Yesterday the GAO made available their report on DHS Efforts to Assess Chemical Security Risk and Gather Feedback on Facility Outreach Can Be Strengthened. As with the earlier DHS IG report, ISCD Director Wulf forwarded a copy of the report to CFATS stakeholders (presumably including covered facilities) with a note saying: “The report includes three recommendations, with which the Department concurs.”
This latest report is essentially an update on the interim report presented last month at the March 14th hearing before the Environment and Economy Subcommittee of the House Energy and Commerce Committee. The areas addressed in that earlier report informed much of the discussion that took place in that hearing. Three general areas of concern were reviewed in this report:
• An incomplete risk assessment process is used to assign facility Tier rankings;
• The SSP assessment process is time consuming; and
• ISCD communications with industry lacks an adequate feedback mechanism.
The report discusses the general approach that ISCD uses to assign a facility a CFATS risk score which is then used to assign a facility to one of four possible risk Tiers. It notes that the risk assessment process is slightly different based upon the type of chemical risk at the facility; release, theft/diversion or sabotage. It also briefly describes the two problems with the models used in that assessment that were discovered and addressed by ISCD in the last two years.
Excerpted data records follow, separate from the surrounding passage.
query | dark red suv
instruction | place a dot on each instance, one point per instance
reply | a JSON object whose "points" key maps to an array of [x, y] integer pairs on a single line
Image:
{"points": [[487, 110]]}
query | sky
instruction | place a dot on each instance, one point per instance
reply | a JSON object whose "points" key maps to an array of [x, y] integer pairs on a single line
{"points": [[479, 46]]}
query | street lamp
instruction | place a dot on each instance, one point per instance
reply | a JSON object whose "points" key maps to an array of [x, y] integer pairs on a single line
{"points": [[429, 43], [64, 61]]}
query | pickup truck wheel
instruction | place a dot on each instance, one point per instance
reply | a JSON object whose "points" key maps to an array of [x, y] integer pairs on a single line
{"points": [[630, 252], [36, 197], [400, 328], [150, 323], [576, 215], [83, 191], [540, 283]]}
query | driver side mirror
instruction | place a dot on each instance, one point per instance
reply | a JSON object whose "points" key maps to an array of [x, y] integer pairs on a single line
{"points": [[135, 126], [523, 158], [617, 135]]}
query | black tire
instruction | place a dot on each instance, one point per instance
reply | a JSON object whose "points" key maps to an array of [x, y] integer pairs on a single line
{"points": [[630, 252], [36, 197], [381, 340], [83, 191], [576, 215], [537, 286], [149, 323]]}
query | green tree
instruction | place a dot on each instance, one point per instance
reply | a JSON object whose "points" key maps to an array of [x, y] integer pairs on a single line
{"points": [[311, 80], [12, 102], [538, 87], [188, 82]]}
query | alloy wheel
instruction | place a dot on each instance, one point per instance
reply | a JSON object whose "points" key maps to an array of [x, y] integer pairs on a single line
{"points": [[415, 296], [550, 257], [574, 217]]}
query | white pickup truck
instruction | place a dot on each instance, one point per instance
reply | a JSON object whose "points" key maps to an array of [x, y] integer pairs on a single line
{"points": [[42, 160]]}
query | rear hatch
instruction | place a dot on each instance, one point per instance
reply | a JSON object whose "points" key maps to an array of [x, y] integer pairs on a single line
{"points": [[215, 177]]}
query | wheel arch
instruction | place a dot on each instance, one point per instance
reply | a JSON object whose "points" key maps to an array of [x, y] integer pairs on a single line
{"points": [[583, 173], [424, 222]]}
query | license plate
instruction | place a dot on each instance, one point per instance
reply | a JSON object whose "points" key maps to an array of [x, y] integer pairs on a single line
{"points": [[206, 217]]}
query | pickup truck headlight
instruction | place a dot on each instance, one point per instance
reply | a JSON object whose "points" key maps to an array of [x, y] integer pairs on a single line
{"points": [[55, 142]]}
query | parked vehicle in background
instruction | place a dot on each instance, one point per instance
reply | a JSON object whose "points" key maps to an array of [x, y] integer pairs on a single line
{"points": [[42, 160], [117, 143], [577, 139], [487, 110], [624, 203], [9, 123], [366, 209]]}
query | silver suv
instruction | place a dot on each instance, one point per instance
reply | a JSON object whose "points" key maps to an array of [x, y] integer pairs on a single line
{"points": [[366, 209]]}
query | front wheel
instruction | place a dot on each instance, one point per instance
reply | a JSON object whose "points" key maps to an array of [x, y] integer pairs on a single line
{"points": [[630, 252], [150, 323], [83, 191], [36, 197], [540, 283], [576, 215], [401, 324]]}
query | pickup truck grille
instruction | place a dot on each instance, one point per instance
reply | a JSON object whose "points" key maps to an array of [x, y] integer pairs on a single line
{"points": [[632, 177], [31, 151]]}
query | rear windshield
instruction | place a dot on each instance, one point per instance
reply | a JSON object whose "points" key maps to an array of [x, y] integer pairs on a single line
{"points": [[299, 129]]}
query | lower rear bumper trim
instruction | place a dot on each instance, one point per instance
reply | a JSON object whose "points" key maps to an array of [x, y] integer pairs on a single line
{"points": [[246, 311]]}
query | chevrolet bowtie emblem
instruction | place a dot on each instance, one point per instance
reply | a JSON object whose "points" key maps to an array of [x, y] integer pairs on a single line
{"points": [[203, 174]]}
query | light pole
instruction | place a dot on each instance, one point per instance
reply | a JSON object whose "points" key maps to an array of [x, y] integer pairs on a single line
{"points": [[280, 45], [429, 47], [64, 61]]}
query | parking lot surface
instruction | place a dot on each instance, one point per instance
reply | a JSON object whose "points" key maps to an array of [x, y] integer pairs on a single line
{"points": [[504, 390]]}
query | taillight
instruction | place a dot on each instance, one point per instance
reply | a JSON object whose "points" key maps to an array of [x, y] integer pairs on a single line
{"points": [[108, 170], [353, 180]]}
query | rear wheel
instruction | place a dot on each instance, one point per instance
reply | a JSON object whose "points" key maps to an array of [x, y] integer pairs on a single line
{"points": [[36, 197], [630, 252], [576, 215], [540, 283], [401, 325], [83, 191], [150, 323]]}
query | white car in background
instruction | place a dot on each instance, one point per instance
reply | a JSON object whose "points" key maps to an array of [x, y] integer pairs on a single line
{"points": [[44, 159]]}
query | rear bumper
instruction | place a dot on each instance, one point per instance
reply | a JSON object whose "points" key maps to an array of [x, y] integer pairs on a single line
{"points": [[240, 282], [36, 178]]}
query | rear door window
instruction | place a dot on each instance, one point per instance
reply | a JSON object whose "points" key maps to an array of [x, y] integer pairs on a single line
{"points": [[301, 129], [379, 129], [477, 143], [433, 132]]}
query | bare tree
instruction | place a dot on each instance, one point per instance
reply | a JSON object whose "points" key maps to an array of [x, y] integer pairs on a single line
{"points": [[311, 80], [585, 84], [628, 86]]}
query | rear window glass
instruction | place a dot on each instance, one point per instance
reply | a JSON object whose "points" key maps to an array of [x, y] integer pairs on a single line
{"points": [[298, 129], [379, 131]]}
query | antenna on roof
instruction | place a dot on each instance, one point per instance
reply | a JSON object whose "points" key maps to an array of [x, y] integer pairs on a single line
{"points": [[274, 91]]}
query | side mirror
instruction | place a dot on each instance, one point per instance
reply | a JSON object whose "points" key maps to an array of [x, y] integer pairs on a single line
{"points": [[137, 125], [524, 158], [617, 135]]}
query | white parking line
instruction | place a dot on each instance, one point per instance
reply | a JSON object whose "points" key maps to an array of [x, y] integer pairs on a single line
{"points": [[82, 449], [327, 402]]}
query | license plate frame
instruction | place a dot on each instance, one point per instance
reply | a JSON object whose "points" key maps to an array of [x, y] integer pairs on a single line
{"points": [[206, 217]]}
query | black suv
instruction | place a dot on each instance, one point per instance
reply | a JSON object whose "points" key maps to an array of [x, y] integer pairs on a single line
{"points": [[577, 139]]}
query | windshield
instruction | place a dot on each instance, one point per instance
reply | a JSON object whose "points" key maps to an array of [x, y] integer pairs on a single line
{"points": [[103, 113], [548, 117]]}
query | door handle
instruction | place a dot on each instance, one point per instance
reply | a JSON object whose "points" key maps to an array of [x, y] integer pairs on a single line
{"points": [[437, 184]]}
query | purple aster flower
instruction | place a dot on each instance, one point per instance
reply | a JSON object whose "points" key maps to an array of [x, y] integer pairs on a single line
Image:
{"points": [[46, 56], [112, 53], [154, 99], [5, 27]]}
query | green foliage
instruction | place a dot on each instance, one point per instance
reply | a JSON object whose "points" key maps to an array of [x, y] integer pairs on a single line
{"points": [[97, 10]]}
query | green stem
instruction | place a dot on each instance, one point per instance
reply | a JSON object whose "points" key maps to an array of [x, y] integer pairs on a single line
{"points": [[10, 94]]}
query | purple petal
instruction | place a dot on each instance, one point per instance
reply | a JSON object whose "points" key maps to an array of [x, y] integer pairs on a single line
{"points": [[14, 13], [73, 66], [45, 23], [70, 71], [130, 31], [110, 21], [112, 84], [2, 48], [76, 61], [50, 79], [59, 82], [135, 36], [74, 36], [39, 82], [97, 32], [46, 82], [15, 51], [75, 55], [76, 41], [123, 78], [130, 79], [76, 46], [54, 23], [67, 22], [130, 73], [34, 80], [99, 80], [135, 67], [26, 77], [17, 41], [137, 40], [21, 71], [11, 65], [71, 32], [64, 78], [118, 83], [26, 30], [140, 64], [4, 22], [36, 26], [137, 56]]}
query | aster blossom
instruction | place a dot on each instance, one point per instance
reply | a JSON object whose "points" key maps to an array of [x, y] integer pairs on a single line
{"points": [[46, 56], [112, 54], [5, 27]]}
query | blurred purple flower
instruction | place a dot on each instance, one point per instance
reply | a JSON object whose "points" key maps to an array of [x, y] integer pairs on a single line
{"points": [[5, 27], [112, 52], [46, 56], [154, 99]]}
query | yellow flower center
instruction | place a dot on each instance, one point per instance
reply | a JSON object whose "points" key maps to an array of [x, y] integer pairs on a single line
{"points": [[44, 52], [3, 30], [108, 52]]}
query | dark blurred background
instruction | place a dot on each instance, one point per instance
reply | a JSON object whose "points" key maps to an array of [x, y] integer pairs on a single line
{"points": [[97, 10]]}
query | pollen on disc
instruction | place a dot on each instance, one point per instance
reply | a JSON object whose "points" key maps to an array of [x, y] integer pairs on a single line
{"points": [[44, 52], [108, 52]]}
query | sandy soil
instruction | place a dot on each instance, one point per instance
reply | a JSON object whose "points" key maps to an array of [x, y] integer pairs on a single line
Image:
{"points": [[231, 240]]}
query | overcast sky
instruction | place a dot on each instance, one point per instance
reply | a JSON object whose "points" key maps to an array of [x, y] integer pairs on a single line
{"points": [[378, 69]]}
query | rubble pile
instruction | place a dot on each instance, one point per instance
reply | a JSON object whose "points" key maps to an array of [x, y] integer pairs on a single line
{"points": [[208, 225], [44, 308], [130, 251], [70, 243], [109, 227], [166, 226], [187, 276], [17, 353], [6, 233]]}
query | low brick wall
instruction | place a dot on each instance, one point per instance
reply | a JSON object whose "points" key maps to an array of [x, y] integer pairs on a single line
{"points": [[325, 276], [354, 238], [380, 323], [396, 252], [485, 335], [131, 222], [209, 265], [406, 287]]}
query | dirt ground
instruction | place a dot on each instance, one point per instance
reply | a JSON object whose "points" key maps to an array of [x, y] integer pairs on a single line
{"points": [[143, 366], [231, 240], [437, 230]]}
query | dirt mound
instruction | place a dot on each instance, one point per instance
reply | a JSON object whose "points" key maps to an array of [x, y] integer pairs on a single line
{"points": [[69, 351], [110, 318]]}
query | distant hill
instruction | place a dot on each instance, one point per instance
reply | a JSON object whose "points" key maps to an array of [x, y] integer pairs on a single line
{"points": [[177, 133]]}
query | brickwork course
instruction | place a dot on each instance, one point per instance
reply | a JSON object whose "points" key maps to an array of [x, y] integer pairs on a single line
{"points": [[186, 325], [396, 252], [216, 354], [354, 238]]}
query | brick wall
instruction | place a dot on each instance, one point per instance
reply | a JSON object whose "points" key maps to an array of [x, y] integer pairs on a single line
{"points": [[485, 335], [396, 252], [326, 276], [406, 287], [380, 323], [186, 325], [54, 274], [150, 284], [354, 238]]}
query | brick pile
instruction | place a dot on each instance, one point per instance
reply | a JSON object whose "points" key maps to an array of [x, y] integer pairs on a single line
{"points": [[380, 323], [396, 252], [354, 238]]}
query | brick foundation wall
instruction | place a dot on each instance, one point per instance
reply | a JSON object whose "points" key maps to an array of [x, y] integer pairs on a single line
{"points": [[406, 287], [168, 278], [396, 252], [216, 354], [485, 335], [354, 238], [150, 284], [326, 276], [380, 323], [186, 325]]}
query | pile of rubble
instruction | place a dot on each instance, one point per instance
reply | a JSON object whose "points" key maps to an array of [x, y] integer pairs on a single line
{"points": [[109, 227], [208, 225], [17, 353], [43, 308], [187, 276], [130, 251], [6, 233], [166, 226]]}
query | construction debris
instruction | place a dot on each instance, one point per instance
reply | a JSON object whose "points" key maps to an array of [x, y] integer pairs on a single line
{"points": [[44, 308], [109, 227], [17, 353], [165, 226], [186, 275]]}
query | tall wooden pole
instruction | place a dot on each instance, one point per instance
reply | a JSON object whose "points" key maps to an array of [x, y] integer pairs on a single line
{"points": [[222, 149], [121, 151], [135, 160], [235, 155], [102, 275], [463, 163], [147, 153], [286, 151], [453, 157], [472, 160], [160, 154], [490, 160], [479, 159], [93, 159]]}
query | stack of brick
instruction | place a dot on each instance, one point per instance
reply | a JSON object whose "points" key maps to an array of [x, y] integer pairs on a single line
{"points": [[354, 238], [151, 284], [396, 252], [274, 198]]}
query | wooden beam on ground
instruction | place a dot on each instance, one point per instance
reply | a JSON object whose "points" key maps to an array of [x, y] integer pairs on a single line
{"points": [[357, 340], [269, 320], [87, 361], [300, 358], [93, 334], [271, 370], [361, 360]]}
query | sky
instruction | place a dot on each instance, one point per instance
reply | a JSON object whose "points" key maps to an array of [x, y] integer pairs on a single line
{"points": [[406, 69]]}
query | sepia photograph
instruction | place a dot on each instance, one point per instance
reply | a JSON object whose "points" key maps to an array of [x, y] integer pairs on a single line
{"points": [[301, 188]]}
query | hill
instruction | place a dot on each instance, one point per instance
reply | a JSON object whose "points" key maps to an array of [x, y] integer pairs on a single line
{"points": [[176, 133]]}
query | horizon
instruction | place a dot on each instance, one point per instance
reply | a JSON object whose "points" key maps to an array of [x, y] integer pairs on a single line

The GAO continues to take ISCD to task for not utilizing the three factor approach to risk assessment; consequence, threat and vulnerability. ISCD’s current methodology currently only utilizes consequence in its risk assessment model and then only human casualties not economic. Even when analyzing human casualty consequences from an attack the report notes that the data used for that assessment is based upon 5-year old Metropolitan Statistical Area information not the annually updated Urban Areas Security Initiative data.
As a side note, one would assume that if ISCD did use the annually updated data there would be the possibility that some facility tier rankings could change as the population density around them changed. This could result in a requirement for periodic changes in facility security plans to reflect changes in risk. While a theoretical argument could certainly be made that this would provide for more effective security, it would certainly lead to an burden increase on affected facilities and ISCD.
The report notes that ISCD has some programs in place to begin to address this issue, but reports that there does not appear to be a comprehensive plan in place to move these efforts forward. Two of the three recommendations included in the report address these issues:
• Develop a plan, with timeframes and milestones, that incorporates the results of the various efforts to fully address each of the components of risk and take associated actions where appropriate to enhance ISCD’s risk assessment approach consistent with the NIPP and the CFATS rule, and
• Conduct an independent peer review, after ISCD completes enhancements to its risk assessment approach, that fully validates and verifies ISCD’s risk assessment approach consistent with the recommendations of the National Research Council of the National Academies.
The second area addressed in this reports looks at the problems that ISCD has had with its site security plan authorization and approval process. It includes a fairly detailed description of the original review process and the two subsequent revisions to that process that have brought us to where we are today, approving 30 to 40 plans per month.
The report doesn’t really address the process, however. It is more concerned with being able to measure the improvement in the effectiveness of the process since the changes have been made. It does make the point that there are no records of efficacy (or lack thereof) from before the changes were made, so there can be no real evaluation of whether the new process is ‘better’.
Having spent most of my chemical life working as a process chemist, I know the value of being able to evaluate the effects of the changes made. But, when you go from 0 authorizations in two years to 50 in six months to 230 in three months, I think we can all agree that an improvement has been made.
ISCD is beginning to establish project metrics so that they will be able to better document the effects of future changes. The GAO was obviously satisfied; they made no recommendations in this area.
The final area that this GAO report looks at is the efficiency of the Department’s communications with the regulated community and other entities (local communities, first responders, emergency planners, etc) affected by the CFATS program. The GAO notes that the number of the Department’s outreach contacts appears to have been increasing over the life of the program, but reported that ISCD was doing nothing in the way of evaluating how effective those efforts were.
The GAO conducted a very limited study of how the regulated community viewed those communications efforts. The study wouldn’t have passed muster in any of the statistics classes or the commercial polling class that I have taken, but it certainly seems to indicate that there is room for improvement in how ISCD communicates with the regulated community. And we certainly don’t want to get into their communications over the years with Congress.
With that in mind the report recommends that ISCD should “explore opportunities and take action to systematically solicit and document feedback on facility outreach consistent with ISCD efforts to develop a strategic communication plan” (pg 40).
As I noted earlier, ISCD and NPPD have generally agreed with the report and its recommendations. Director Wulf has made the appropriate acknowledgement and acceptance of the recommendations. Now we can only sit and wait to see how well he will be able to make the systemic changes needed to comply. An remember that his organization must do this while authorizing and inspecting facilities at an increased pace, put a personnel surety program into place, and stand up an ammonium nitrate security program That is a lot of stuff to get done, but the backlog is of their own making in most instance. Still, the best of luck to David and his folks.